In this session, we covered how to create a new line type that represents a fence, discussed the difference between Page Based Units and World Based Units, demonstrated a way to control wall textures depending on your needs, and went through the steps for reporting wall components on a worksheet.
- 00:08 The challenge was to create a new line type that would represent a fence in 2D drawings. This brought up a discussion about the difference between Page Based Units and World Based Units, which doesn’t just occur with line types, but also with symbols. With Page Based Units, a line type or symbol looks the same, regardless of scale, when they are printed. I find that the easiest way to create page-based symbols is to work at a scale of 1:1. However, anything that represents the real world, such as a line representing a railway line or the line representing our fence, should be world based.

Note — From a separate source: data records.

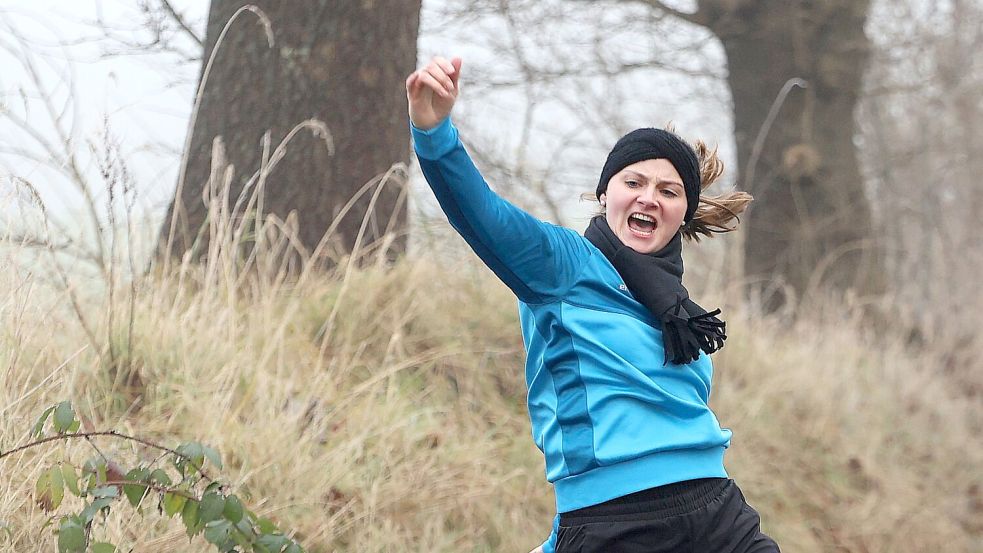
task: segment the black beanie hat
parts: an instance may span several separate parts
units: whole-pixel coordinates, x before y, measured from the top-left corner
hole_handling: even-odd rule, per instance
[[[607,191],[608,181],[622,169],[646,159],[667,159],[683,178],[686,190],[686,216],[689,222],[700,203],[700,162],[696,152],[683,139],[662,129],[636,129],[621,137],[611,149],[601,178],[597,183],[597,197]]]

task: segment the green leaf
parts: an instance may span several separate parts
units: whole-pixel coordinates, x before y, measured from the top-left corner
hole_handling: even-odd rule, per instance
[[[154,469],[150,473],[150,481],[160,484],[161,486],[172,486],[174,483],[171,482],[171,477],[167,475],[167,471],[164,469]]]
[[[172,492],[165,493],[164,494],[164,513],[167,515],[167,518],[171,518],[174,515],[180,513],[181,512],[181,509],[184,508],[184,502],[187,501],[187,500],[188,500],[188,498],[186,498],[186,497],[184,497],[183,495],[180,495],[180,494],[176,494],[176,493],[172,493]]]
[[[63,521],[58,527],[59,553],[85,553],[85,530],[78,523]]]
[[[215,492],[208,492],[201,498],[201,505],[198,506],[198,518],[207,524],[221,517],[224,510],[225,498]]]
[[[239,498],[230,495],[225,498],[225,509],[222,510],[222,514],[225,515],[227,520],[237,523],[242,520],[242,503]]]
[[[201,532],[203,525],[198,518],[198,501],[189,499],[185,502],[184,508],[181,509],[181,522],[184,523],[184,529],[189,538]]]
[[[232,532],[232,524],[227,520],[215,520],[205,525],[205,541],[215,545],[224,544]]]
[[[31,436],[34,436],[35,438],[41,437],[41,434],[44,433],[44,423],[45,421],[48,420],[48,415],[50,415],[55,410],[55,407],[57,407],[57,405],[52,405],[51,407],[45,409],[43,413],[41,413],[41,416],[38,417],[38,421],[34,423],[34,428],[31,429]]]
[[[178,463],[179,469],[186,464],[193,466],[195,469],[200,469],[205,464],[205,450],[198,442],[181,444],[176,451],[185,457]],[[185,474],[183,470],[182,474]]]
[[[48,470],[51,479],[51,508],[57,509],[61,506],[61,501],[65,499],[65,477],[61,473],[61,467],[55,465]]]
[[[63,401],[55,407],[55,432],[64,434],[75,424],[75,411],[72,410],[72,402]]]
[[[222,468],[222,456],[218,454],[218,451],[216,451],[215,449],[212,449],[212,448],[210,448],[208,446],[201,446],[201,449],[202,449],[202,452],[205,454],[205,457],[208,458],[208,461],[212,465],[214,465],[215,468],[218,468],[218,469],[221,469]]]
[[[82,512],[80,513],[82,523],[89,524],[92,522],[92,519],[96,518],[96,514],[103,509],[108,511],[109,506],[113,504],[113,501],[115,501],[115,499],[112,497],[101,497],[86,505],[85,509],[82,509]]]
[[[130,482],[143,482],[147,480],[147,469],[135,468],[126,473],[126,479]],[[147,486],[143,484],[123,484],[123,494],[134,507],[140,505],[143,498],[147,495]]]
[[[61,476],[62,480],[65,481],[65,485],[68,486],[68,491],[81,497],[82,492],[78,487],[78,474],[75,472],[75,467],[69,463],[61,464]]]
[[[119,497],[119,489],[116,486],[102,486],[89,492],[92,497]]]

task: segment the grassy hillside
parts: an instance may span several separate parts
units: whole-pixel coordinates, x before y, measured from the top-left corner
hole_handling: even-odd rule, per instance
[[[0,449],[70,398],[96,428],[219,449],[225,478],[309,551],[525,553],[553,507],[526,419],[515,301],[472,261],[432,259],[299,282],[214,263],[109,299],[11,263]],[[711,402],[734,431],[728,470],[783,551],[983,551],[983,413],[941,375],[939,352],[872,336],[842,309],[790,323],[728,307]],[[964,369],[962,382],[983,379]],[[55,459],[92,453],[78,441],[0,461],[0,551],[54,550],[34,481]],[[129,508],[94,537],[210,550]]]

If your line type is shorter, it will look smoother if it needs to curve.
- 20:01 When I’m working on an existing building, I prefer to use an unstyled wall, rather than a styled wall. An existing plan often has walls of different thicknesses and I can quickly change the thickness of an unstyled wall from its Object Info palette—on a wall with a wall style, I need to open up the Wall Style dialog box and change the widths of the components. If you have a wall with a uniform texture or one with just interior and exterior textures, then it is easiest to control the textures by class. However, if it matters what the core of the wall looks like, you will need to control the wall’s graphic attributes with a wall style. We showed how to do this, step by step. You will also need to use a wall style if you want to report the area of a wall component on a worksheet.

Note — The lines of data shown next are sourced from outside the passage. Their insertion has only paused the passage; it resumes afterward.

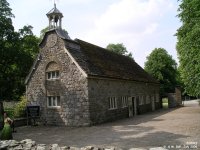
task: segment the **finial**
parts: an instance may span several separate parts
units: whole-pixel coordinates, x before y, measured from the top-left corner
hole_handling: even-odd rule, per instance
[[[54,0],[54,8],[56,8],[56,1]]]

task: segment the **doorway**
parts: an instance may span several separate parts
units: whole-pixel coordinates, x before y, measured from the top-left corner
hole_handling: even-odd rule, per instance
[[[129,117],[133,117],[137,115],[137,100],[136,97],[130,97],[128,99],[128,107],[129,107]]]

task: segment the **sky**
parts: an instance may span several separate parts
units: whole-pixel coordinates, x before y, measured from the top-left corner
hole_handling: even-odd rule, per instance
[[[37,36],[48,26],[53,0],[7,0],[15,30],[33,26]],[[164,48],[178,63],[175,33],[181,26],[177,0],[55,0],[63,13],[62,27],[72,39],[106,47],[123,43],[144,67],[155,48]]]

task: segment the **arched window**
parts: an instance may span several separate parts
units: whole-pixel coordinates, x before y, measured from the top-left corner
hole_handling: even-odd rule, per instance
[[[53,80],[60,78],[60,67],[56,62],[50,62],[46,67],[46,79]]]

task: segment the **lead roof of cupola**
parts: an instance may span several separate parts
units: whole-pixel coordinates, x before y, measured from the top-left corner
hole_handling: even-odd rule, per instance
[[[62,13],[56,8],[56,4],[54,4],[54,8],[52,8],[48,13],[47,16],[50,16],[52,14],[59,14],[63,17]]]

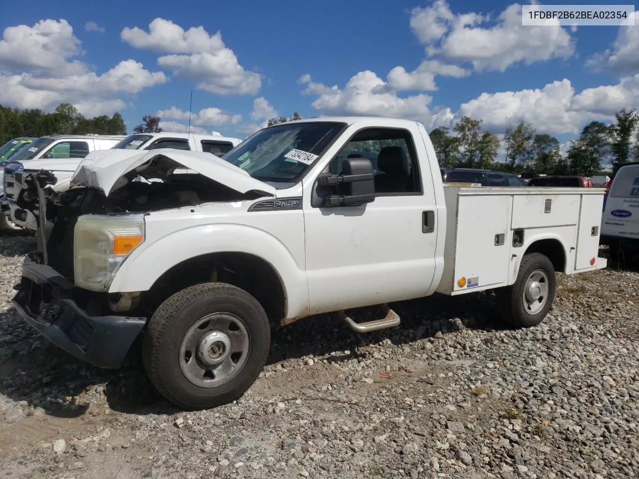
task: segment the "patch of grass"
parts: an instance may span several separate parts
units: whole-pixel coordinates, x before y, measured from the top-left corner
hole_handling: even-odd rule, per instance
[[[506,416],[508,416],[509,419],[521,419],[521,409],[508,409],[506,411]]]

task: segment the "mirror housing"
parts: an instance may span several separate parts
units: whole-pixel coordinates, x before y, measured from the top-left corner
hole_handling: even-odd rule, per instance
[[[337,186],[337,195],[321,199],[323,207],[355,206],[375,199],[373,163],[367,158],[347,158],[342,162],[342,174],[318,178],[325,186]]]

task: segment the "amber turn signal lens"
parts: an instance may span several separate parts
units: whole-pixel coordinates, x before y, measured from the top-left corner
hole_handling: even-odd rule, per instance
[[[128,254],[141,243],[142,243],[141,234],[116,236],[113,238],[113,254],[116,255]]]

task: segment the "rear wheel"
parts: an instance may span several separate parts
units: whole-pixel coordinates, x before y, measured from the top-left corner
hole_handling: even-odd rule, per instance
[[[153,314],[142,344],[151,383],[174,404],[213,407],[240,397],[262,370],[270,345],[263,308],[224,283],[186,288]]]
[[[518,328],[539,324],[552,306],[556,287],[555,268],[548,257],[525,255],[514,284],[496,291],[502,319]]]

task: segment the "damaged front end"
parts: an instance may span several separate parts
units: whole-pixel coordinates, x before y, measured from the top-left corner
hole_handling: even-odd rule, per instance
[[[13,304],[49,340],[102,367],[119,367],[153,312],[144,293],[109,293],[145,240],[145,217],[274,194],[208,154],[155,150],[126,162],[81,165],[64,192],[55,190],[50,172],[26,179],[25,192],[39,205],[38,245],[25,259]]]

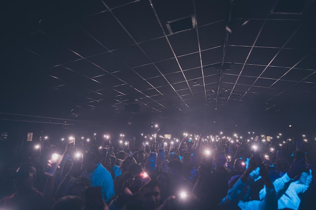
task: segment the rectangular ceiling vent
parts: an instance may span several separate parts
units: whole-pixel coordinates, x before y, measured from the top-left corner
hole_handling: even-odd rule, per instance
[[[238,93],[232,93],[232,96],[241,96],[241,94],[238,94]]]
[[[166,24],[170,34],[187,31],[195,28],[195,16],[191,15],[184,18],[179,18],[173,21],[168,21]]]
[[[310,0],[276,0],[273,14],[301,15]]]

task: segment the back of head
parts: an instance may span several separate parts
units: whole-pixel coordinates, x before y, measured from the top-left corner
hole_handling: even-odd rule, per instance
[[[136,174],[140,174],[143,171],[143,167],[137,163],[132,163],[129,166],[127,171],[131,172],[135,176]]]
[[[183,166],[182,163],[178,160],[174,160],[170,161],[168,165],[168,168],[173,168],[177,171],[182,171]]]
[[[22,164],[17,170],[17,173],[22,174],[22,173],[36,173],[36,168],[30,163],[25,163]]]
[[[14,185],[17,191],[24,192],[33,189],[36,169],[31,163],[24,163],[18,169],[15,175]]]
[[[77,196],[68,195],[60,198],[52,206],[52,210],[81,210],[83,203]]]

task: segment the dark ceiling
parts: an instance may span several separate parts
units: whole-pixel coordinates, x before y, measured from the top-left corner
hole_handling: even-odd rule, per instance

- 34:37 We finished the session by creating a worksheet where we looked at the difference between the WallArea_Gross and WallArea_Net functions. We also covered what Criteria means and how to single out a wall style component. To double-check the wall area calculation, you can use the Extract tool to extract the faces of the wall and add up their areas. Another option is to use the extracted wall faces for the initial calculation and have the worksheet find the polygons instead of singling out the wall component. If your worksheet is set up to find a component, then you need to be careful that you’re consistent about naming the components. If not, the worksheet will no longer be able to find the components. There is no reason why you can’t have a library of walls and worksheets that work together and that you could reuse on other projects—without having to reinvent the wheel!